Desmitificando a Epilepsia em Cuiabá
No dia 28 de março, o Parque Tia Nair, em Cuiabá, será palco do evento gratuito “Desmitificando a Epilepsia – Informação Também É Cuidado”. O neurologista Bruno Gumiero, um dos organizadores, enfatiza que a iniciativa tem como objetivo principal combater a exclusão social e profissional enfrentada por quem vive com epilepsia. Esta ação faz parte da campanha Março Roxo, que visa promover a conscientização internacional sobre a doença.
Com início programado para às 15h30, o evento conta com o apoio da vereadora Paula Calil (PL) e da Secretaria Municipal de Saúde (SMS). Durante a programação, estarão disponíveis cinco tendas com profissionais da saúde, prontos para esclarecer dúvidas e oferecer orientações sobre a condição. Além disso, pessoas que convivem com epilepsia compartilharão suas experiências, contribuindo para um ambiente de aprendizado e empatia.
O Impacto da Epilepsia na Sociedade
A Liga Brasileira de Epilepsia (LBE) aponta que, até 2025, cerca de 65 milhões de pessoas no mundo são diagnosticadas com a doença. Apesar deste número expressivo, ainda existem muitos estigmas que cercam a epilepsia, segundo Gumiero. “Quando a sociedade se une para desmistificar essa condição, coisas incríveis acontecem. Nosso desejo é iniciar um evento anual em Cuiabá e em todo o estado de Mato Grosso, promovendo informações precisas e diálogo aberto”, afirmou o neurologista.
Ele também destacou a importância de limitar o preconceito em relação às crises convulsivas. “O nosso objetivo é garantir que as pessoas não sejam excluídas, mas sim apoiadas em momentos de crise. Por meio de orientações adequadas, muitos podem passar longos períodos sem convulsões”, completou.
Preconceito e Inclusão Profissional
Gumiero ressaltou que o preconceito pode prejudicar a inserção social e profissional dos portadores da epilepsia. “A questão das crises convulsivas gera temor tanto nas pessoas quanto nos empregadores, resultando em uma associação negativa que impede muitos de conseguirem um emprego.
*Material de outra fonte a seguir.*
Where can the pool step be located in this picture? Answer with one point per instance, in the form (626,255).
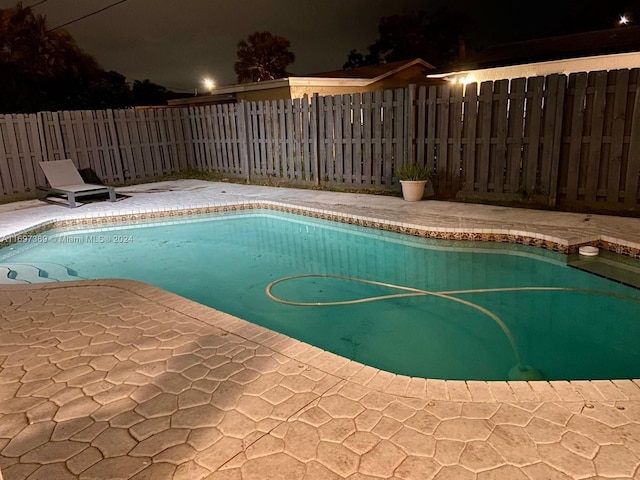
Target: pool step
(15,273)
(609,265)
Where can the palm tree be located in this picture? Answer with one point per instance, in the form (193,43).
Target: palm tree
(263,56)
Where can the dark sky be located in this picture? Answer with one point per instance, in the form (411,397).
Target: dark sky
(178,42)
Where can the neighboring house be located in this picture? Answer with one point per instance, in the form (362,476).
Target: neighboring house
(582,52)
(356,80)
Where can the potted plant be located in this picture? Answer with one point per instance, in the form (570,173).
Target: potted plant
(413,178)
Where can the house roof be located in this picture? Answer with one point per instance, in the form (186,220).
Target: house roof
(602,42)
(357,77)
(374,72)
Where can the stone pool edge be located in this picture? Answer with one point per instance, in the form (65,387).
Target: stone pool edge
(499,235)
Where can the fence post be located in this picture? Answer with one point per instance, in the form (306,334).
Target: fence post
(316,147)
(408,149)
(243,136)
(558,83)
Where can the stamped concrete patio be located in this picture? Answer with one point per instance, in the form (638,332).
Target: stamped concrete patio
(118,379)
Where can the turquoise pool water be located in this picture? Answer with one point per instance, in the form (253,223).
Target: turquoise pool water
(227,261)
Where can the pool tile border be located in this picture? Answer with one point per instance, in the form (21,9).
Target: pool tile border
(437,233)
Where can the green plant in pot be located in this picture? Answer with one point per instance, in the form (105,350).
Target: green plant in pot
(413,178)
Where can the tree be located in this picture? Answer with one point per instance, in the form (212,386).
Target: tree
(263,56)
(45,69)
(436,38)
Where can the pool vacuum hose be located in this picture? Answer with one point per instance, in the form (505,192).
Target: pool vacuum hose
(520,371)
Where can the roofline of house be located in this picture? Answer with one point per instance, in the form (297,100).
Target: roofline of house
(556,64)
(296,82)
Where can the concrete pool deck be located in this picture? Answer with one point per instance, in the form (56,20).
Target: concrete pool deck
(119,379)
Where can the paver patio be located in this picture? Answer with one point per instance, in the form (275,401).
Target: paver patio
(119,379)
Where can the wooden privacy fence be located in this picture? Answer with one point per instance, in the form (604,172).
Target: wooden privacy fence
(118,145)
(555,140)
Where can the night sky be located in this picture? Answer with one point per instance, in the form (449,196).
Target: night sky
(178,42)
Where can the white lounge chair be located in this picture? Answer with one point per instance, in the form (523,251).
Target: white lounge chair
(65,180)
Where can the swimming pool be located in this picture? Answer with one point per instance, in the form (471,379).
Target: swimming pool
(477,311)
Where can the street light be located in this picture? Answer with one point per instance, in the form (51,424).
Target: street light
(209,84)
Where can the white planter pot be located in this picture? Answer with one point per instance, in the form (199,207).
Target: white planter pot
(413,190)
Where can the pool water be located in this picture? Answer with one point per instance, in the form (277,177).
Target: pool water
(588,328)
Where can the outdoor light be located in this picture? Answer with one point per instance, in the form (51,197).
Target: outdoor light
(208,84)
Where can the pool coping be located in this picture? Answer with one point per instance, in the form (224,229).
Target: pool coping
(499,235)
(371,377)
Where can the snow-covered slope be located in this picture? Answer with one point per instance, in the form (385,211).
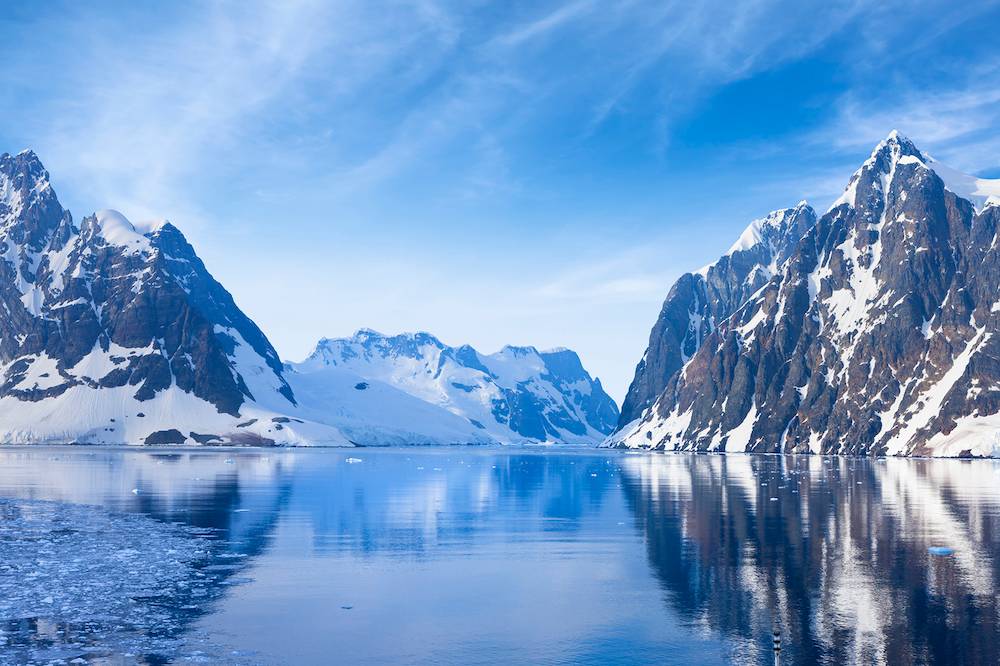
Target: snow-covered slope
(877,334)
(113,332)
(700,300)
(412,388)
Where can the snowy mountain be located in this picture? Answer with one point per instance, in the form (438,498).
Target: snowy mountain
(698,301)
(113,332)
(874,332)
(412,388)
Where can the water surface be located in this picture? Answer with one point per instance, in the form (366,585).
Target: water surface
(494,556)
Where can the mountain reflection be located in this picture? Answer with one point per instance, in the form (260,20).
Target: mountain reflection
(415,505)
(833,553)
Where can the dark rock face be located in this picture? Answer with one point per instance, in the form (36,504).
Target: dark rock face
(105,305)
(877,335)
(699,301)
(162,437)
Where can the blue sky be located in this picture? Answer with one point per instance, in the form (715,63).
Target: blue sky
(508,172)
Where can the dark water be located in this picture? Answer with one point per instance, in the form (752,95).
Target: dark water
(490,556)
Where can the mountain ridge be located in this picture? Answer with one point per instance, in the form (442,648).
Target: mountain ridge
(876,336)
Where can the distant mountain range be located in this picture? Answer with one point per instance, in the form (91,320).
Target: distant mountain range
(868,330)
(114,332)
(413,388)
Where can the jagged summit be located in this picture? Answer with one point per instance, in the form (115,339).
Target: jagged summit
(114,332)
(698,301)
(517,395)
(876,334)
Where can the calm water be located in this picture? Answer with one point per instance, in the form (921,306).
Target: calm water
(491,556)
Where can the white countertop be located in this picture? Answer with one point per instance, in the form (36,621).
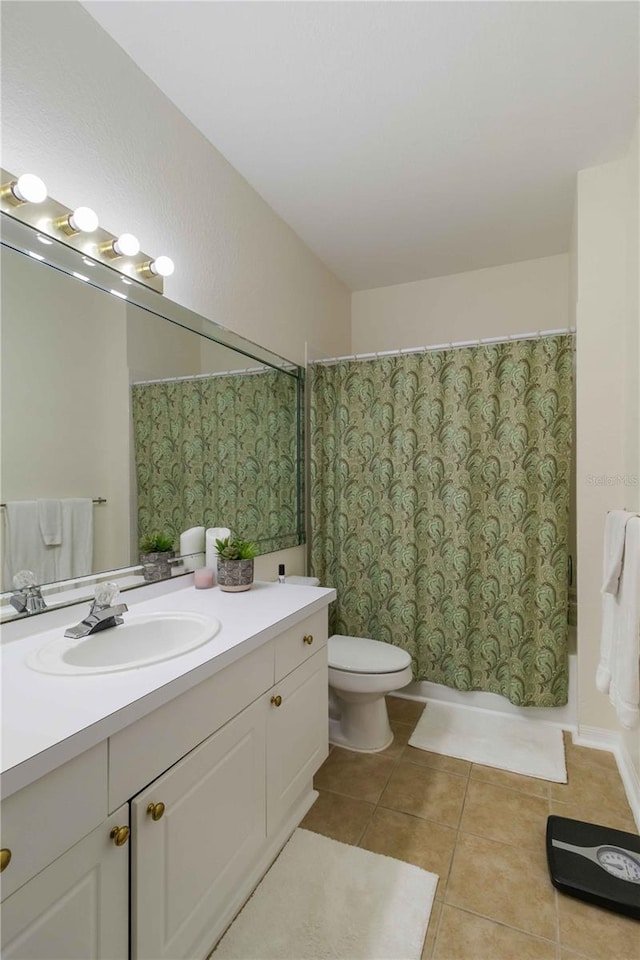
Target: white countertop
(47,720)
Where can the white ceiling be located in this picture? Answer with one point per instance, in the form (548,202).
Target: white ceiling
(400,140)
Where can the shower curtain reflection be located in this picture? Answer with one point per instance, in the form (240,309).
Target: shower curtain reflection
(218,451)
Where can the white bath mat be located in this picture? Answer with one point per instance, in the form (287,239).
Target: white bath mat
(507,742)
(325,899)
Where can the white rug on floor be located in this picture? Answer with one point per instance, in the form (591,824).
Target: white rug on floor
(325,899)
(510,743)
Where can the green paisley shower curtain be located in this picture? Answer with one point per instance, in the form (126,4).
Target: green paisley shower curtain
(203,455)
(439,510)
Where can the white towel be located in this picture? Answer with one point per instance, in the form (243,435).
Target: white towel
(624,691)
(50,519)
(614,532)
(24,548)
(618,672)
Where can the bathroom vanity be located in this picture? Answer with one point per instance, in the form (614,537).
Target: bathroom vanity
(141,807)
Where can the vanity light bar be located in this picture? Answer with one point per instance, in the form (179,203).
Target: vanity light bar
(26,199)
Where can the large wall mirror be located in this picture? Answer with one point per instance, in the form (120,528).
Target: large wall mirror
(134,416)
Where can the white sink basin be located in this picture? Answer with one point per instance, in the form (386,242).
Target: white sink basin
(141,640)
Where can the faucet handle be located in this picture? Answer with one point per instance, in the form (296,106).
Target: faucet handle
(23,579)
(106,594)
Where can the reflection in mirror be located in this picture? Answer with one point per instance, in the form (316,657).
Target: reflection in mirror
(118,423)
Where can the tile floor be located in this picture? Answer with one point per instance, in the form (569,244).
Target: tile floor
(483,832)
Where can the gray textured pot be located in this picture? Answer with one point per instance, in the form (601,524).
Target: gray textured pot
(235,575)
(156,566)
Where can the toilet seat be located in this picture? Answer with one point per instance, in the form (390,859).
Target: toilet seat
(365,656)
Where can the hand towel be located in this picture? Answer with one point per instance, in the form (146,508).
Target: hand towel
(614,531)
(24,548)
(624,691)
(50,519)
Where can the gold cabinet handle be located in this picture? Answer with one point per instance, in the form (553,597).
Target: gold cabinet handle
(120,835)
(155,810)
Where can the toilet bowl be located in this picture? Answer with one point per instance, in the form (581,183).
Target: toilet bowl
(361,673)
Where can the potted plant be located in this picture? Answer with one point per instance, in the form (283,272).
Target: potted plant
(156,550)
(235,564)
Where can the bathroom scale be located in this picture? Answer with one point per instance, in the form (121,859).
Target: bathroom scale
(595,863)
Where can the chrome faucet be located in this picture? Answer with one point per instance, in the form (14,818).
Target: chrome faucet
(27,597)
(104,612)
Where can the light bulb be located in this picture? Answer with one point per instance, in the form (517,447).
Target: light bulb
(126,245)
(83,220)
(26,189)
(161,266)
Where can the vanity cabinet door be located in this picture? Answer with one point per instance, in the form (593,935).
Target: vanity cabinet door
(188,863)
(77,908)
(297,736)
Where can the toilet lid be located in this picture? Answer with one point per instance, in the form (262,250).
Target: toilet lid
(361,655)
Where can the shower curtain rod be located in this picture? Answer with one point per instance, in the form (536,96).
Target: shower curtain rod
(454,345)
(200,376)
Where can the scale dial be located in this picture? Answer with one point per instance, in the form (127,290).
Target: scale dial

É triste pensar que alguém possa ser excluído de convívio social e laboral devido a uma convulsão”, disse ele.
O evento tem, portanto, como um dos seus principais objetivos promover a inclusão social e o empoderamento da comunidade afetada por essa condição.
Compreendendo a Epilepsia
A Organização Mundial da Saúde (OMS) define a epilepsia como uma condição crônica e não transmissível que afeta o cérebro, caracterizada pela predisposição a convulsões espontâneas. As causas podem variar, sendo genéticas, estruturais, infecciosas ou até mesmo desconhecidas.
De acordo com Gumiero, um acompanhamento médico adequado é essencial para determinar se o desenvolvimento cerebral pode ajudar a reduzir a frequência das convulsões. O especialista destaca que, em muitos casos, o tratamento pode proporcionar uma vida plena e funcional para aqueles que convivem com epilepsia.
Qualidade de Vida para Portadores de Epilepsia
“Cerca de 80% dos pacientes com epilepsia conseguem ter um controle eficiente das crises, podendo levar vidas ativas e ocupadas. Muitas das epilepsias diagnosticadas na infância são autolimitadas, o que significa que as convulsões tendem a desaparecer à medida que o cérebro amadurece e aprende a regular sua atividade elétrica”, finalizou Gumiero. Ao promover a conscientização e a inclusão, o evento em Cuiabá busca transformar a realidade daqueles que enfrentam essa condição diariamente.